CNN.com contributor Aarathi Prasad yearns for an “egalitarian” brave new world of laboratory babies and artificial wombs.
Prasad, in a revealing December 20 opinion piece titled “Reproduction without sex, a liberating future,” argued for the glories of a technological future where kids could simply be produced in the laboratory. She summed up this future in one simple phrase: “After sex without reproduction, reproduction without sex.”
Prasad was quite specific about what this shining future would entail: a technological revolution, including such wonders as: “freezing strips of ovarian tissue instead of eggs, or tapping into recently identified reserves of ovarian stem cells that could be turned into a fresh supply of eggs for a woman, at any age; or even creating to order eggs (or sperm) from skin or bone marrow stem cells of men and women.”
This, of course, sounds suspiciously like a world in which babies can simply be made in the laboratory.
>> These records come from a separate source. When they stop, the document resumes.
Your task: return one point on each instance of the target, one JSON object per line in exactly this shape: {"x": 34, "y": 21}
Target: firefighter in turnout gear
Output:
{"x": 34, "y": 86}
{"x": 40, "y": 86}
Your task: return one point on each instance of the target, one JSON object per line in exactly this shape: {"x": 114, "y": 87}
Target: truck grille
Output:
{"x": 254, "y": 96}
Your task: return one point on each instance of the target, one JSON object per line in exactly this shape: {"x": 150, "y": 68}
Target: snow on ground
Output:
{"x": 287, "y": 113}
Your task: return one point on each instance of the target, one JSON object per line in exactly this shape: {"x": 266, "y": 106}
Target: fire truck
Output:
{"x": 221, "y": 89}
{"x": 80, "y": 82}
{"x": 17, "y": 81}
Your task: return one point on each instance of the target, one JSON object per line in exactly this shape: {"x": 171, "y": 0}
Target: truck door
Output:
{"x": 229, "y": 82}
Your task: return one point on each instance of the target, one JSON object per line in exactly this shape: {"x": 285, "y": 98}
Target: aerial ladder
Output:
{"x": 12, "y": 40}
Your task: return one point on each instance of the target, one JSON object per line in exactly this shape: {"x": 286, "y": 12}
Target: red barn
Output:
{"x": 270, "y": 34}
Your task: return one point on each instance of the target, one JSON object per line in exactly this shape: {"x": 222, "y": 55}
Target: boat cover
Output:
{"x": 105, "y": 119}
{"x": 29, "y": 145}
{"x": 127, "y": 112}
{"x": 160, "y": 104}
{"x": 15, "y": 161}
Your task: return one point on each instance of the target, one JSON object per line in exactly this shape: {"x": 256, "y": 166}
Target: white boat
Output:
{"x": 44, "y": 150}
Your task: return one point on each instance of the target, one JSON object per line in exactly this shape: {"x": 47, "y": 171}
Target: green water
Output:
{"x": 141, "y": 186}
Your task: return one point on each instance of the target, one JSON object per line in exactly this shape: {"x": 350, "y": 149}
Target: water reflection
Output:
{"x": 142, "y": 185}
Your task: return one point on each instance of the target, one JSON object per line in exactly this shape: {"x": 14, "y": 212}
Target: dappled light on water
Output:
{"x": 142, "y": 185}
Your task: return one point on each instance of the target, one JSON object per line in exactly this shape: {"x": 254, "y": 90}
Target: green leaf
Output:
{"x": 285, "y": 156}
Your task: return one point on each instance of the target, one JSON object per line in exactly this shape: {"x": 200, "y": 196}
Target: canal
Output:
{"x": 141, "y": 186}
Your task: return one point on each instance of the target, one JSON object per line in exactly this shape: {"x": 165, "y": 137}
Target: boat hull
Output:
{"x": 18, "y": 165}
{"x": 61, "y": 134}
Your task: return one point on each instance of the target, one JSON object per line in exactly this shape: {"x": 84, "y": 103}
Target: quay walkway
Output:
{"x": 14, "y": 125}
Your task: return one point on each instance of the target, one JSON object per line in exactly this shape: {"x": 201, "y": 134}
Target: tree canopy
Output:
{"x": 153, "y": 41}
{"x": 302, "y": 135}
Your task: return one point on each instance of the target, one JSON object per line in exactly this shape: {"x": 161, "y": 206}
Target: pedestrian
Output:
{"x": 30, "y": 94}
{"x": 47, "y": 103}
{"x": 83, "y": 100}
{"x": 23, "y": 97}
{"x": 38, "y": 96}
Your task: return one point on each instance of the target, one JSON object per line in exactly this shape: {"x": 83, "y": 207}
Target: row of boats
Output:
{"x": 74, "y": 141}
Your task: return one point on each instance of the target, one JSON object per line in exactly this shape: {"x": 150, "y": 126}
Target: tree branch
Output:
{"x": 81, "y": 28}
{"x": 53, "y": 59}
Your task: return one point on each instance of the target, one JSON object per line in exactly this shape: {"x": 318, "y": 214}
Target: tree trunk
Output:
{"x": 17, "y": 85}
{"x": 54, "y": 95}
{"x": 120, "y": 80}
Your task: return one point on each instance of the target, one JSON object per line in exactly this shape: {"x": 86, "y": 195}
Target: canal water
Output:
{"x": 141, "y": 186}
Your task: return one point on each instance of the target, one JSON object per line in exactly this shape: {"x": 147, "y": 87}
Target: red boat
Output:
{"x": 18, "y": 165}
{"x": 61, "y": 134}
And indeed, Prasad takes her concept further: “If eggs can be made from the stem cells of men, with the advent of an artificial womb (already in use for sharks, in development with mammals and projected to be in use for humans within 100 years), it will also give them an organ they currently have to pay surrogate mothers for the use of.”
This, of course, is viewed as a good thing by Prasad. She extolled the “egalitarian” benefits of this shining new era, when women will be liberated from the horror of childbearing: “So if it is to be the egalitarian society that we hope to see for ourselves and our children -- particularly our daughters, and those whose relationships and family choices still find themselves the topic of social and religious debate -- then technology that gives an individual the capability to generate healthy eggs and sperm from his/her own body and allows a baby to be gestated independently could offer us a more ethical option than what we do today.”
This future also comes with a heavy price – a continued divorce between intimacy and reproduction, a dependency upon technology to “make” children, and a worldview in which children become commodities to be birthed in baby factories.
Prasad closes her piece with a rhetorical question: “Freedom, power, choice? It's the alternative that sounds terrifying to me.” But if “freedom, power, and choice” involve laboratory babies, then perhaps people should be terrified of the brave new utopia Prasad so eagerly envisions.